Barely out of the car in a large tract of prairie, I spotted the bat-like flight of a Short-eared Owl. It flapped for a few seconds and cruised straight at me. 3:20 pm. Still nearly two hours until sunset.
Over the next half hour I watched, mouth agape, as this owl hunted the surrounding prairie. It cared nothing about the photographer. Several times, it passed close enough to feel a whisper from wings designed to be silent. As it glided low, a catlike shriek came from the grass. Another owl was awake and ready to emerge. By 3:45 pm, this second one was up and hunting too.
These two hunted alone, one on either side of a narrow gravel road. Another twenty minutes and they were joined by five others. 4:05 pm. Still nearly an hour until sunset. I found myself not knowing which way to turn as owls whirled all around. At first, they’d fly way out into the grass—maybe almost ½ mile—then come steaming back.
Like harriers, Short-eared Owls have long, slender wings that allow them to easily glide across the grass. This is quite unlike many of their heavier-winged relatives. Still bulky in body, the owls spend a fair bit of time awkwardly flapping to achieve a productive glide.
Unlike the harriers whose gliding seemed endless (and who were still active, by the way), the owls perched often on short bushes and posts. From these vantage points, they kept careful watch on their companions, frequently giving shrieks and barks that seemed to warn others not to come too close. Though they may roost together, these fierce predators compete for resources after all.
In flight, the owls were constantly looking around: a sideways look at companions, an intense downward stare at prey. Listening. Watching. Primed and ready, a flat glide would turn into a steep bank; then, long wings tensed like a bow, an owl would drop into the grass. Down for no more than a moment and up it would come, deep flaps helping it aloft, talons dangling either empty or full. Though powerful hunters, I was made aware of the hard work that goes into catching even one prey item. In nearly two hours of watching dozens of dives into the grass, I saw one success. Based on the number of raptors around and constant scratching in grass nearby, there was no shortage of prey…probably rodents. It’s just tough work.
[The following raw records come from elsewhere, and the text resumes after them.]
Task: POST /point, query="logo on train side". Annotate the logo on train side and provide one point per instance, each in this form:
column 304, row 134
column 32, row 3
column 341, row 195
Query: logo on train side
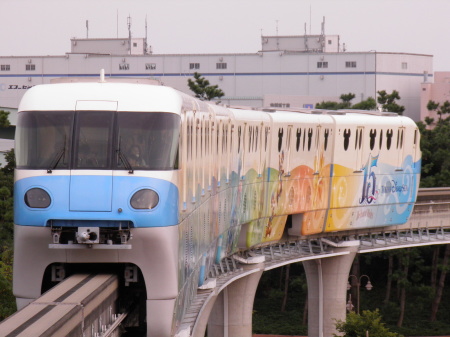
column 393, row 186
column 369, row 192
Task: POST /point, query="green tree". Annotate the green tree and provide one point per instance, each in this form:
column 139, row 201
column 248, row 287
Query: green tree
column 358, row 325
column 440, row 109
column 202, row 88
column 368, row 104
column 388, row 101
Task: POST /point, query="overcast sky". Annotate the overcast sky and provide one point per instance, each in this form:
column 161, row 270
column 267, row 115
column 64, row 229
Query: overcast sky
column 44, row 27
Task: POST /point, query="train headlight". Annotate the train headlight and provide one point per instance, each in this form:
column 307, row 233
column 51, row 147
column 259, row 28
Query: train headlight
column 37, row 198
column 144, row 199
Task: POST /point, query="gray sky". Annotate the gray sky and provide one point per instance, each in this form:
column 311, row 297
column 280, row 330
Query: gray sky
column 44, row 27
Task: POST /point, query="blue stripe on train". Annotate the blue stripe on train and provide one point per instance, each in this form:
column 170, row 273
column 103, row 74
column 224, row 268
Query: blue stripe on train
column 119, row 208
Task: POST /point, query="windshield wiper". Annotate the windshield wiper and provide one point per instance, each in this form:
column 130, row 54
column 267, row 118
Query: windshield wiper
column 56, row 160
column 125, row 161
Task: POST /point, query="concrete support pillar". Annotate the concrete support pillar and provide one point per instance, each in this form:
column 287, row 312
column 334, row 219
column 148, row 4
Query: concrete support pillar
column 231, row 315
column 159, row 317
column 327, row 289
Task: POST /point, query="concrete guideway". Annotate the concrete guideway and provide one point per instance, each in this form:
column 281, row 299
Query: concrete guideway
column 226, row 307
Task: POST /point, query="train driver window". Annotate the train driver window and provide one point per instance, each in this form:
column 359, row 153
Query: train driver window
column 148, row 141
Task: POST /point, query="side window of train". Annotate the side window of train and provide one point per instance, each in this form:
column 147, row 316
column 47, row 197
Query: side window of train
column 298, row 136
column 239, row 138
column 372, row 135
column 347, row 134
column 188, row 140
column 224, row 137
column 358, row 139
column 310, row 134
column 389, row 134
column 304, row 138
column 280, row 138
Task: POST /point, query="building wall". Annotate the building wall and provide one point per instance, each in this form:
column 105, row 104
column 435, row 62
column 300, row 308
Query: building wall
column 245, row 78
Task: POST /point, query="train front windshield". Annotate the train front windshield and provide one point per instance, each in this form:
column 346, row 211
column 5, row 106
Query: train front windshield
column 97, row 140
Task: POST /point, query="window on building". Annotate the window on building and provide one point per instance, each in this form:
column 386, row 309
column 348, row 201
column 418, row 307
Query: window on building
column 124, row 66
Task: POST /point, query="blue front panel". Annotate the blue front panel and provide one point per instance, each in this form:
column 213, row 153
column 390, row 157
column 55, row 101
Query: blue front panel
column 97, row 199
column 123, row 188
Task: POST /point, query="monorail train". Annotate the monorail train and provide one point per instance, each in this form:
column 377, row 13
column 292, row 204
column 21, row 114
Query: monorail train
column 159, row 186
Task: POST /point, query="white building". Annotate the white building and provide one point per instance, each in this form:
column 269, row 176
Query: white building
column 288, row 71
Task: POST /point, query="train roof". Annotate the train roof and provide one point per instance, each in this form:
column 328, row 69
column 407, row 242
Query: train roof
column 108, row 96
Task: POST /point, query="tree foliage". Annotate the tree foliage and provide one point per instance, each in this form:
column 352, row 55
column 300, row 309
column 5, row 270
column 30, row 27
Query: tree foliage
column 441, row 109
column 435, row 153
column 202, row 88
column 345, row 103
column 358, row 325
column 388, row 101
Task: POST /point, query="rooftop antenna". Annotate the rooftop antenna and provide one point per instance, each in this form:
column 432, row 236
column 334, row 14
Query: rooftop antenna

Even when prey was secured, it wasn’t safe. One successful owl came up with a nice fat rat and was immediately pursued by a jealous harrier. Both disappeared into the grass and both soon came out empty-taloned. Only harrier and owl know what happened to their quarry, but it surely escaped during the brief altercation.
As sunset neared, the sun found a gap in the blanket of clouds that had covered the sky for several days. It illuminated the owls’ world. At this point, most had been hunting for nearly two hours and several went to winter-bare trees and bushes for a break. One individual was cranky as ever, making a racket of chilling shrieks for anything that would listen.
Some of the owls continued to hunt, bathed in the golden light of a setting sun.
As the sun sank further, business picked up once more. Ever aware of their surroundings, two of the owls engaged in a quick tussle, whirling close to each other and breaking off. Eventually, the "frenemies" moved to opposite ends of my field of view…where there were yet more owls!
I hated to leave such a splendid scene, but once it became tough to see and cold enough to crack fingers, I counted my blessings and reluctantly left. Driving out through several miles of high-quality prairie, I tallied owls all the way. In total, at least 13 Short-eared Owls called this sacred patch of Kansas prairie home.